Through object detection and tracking, autonomous systems become aware of their whereabouts and determine their future motion. The leading vision-based paradigms for multi-object tracking [8, 3] heavily relies on robust object detectors [35, 10, 34], which i) can currently detect only object classes that are observed frequently and ii) are trained using huge quantities of carefully labeled samples.

On the other hand, mobile robots experience a continuous stream of sensory data and need to operate in a physical 3D world. Furthermore, our world is inherently open-set [9, 5] and populated with unknown dynamic objects (Fig. 1). It is therefore crucial for future mobile robots to continuously model and learn from previously unseen objects – especially if they can move and pose a safety hazard. Motivated by these challenges, my main research drive is to enable future mobile robots to adapt to novel environments and to learn about objects and their behavioral patterns automatically, without exhaustive human supervision.

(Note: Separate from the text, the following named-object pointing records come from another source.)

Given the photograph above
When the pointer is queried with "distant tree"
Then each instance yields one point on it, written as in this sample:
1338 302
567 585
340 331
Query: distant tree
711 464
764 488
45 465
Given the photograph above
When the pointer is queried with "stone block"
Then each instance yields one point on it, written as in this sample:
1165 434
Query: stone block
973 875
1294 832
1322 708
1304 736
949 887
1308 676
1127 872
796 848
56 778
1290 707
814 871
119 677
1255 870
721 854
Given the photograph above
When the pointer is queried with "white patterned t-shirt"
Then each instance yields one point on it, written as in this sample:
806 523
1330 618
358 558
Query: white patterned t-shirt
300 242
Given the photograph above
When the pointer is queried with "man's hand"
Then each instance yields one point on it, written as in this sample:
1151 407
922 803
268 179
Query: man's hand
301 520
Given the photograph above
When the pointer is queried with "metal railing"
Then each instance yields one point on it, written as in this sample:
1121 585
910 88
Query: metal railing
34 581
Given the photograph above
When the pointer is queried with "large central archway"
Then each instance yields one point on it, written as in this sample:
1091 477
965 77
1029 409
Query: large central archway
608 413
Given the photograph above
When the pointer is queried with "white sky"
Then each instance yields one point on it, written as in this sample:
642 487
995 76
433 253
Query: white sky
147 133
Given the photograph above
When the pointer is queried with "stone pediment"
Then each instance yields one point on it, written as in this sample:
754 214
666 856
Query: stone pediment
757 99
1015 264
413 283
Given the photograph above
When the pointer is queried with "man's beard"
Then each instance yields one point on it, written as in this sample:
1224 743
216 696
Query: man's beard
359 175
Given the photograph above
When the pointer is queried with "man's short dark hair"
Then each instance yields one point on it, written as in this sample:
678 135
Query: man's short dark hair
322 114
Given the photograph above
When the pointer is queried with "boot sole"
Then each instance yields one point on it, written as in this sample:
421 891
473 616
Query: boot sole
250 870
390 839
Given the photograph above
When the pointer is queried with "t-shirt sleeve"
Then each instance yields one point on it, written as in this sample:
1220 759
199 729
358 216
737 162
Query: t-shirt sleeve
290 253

These goals are closely related to tasks such as representation learning from video [39], weakly-supervised detector learning [18], zero-shot object recognition and detection [40, 2], object class discovery [23, 17, 17, 11, 11, 12] and learning object detectors from dominant video tubes [33]. The main difference to the aforementioned is that we are learning to segment, track, and recognize objects from a raw, continuous stream of sensory data, without any form of manual pre-processing. In our scenarios, objects of interest are not pre-localized, and we do not assume that videos contain a dominant, salient moving region – objects are interacting with each other and are continuously entering and leaving the sensing area.

At the core of robot perception is the ability to track and analyze the moving objects online. Via object tracking, mobile robots have the ability to foresee potential collisions and react to possibly harmful situations in time.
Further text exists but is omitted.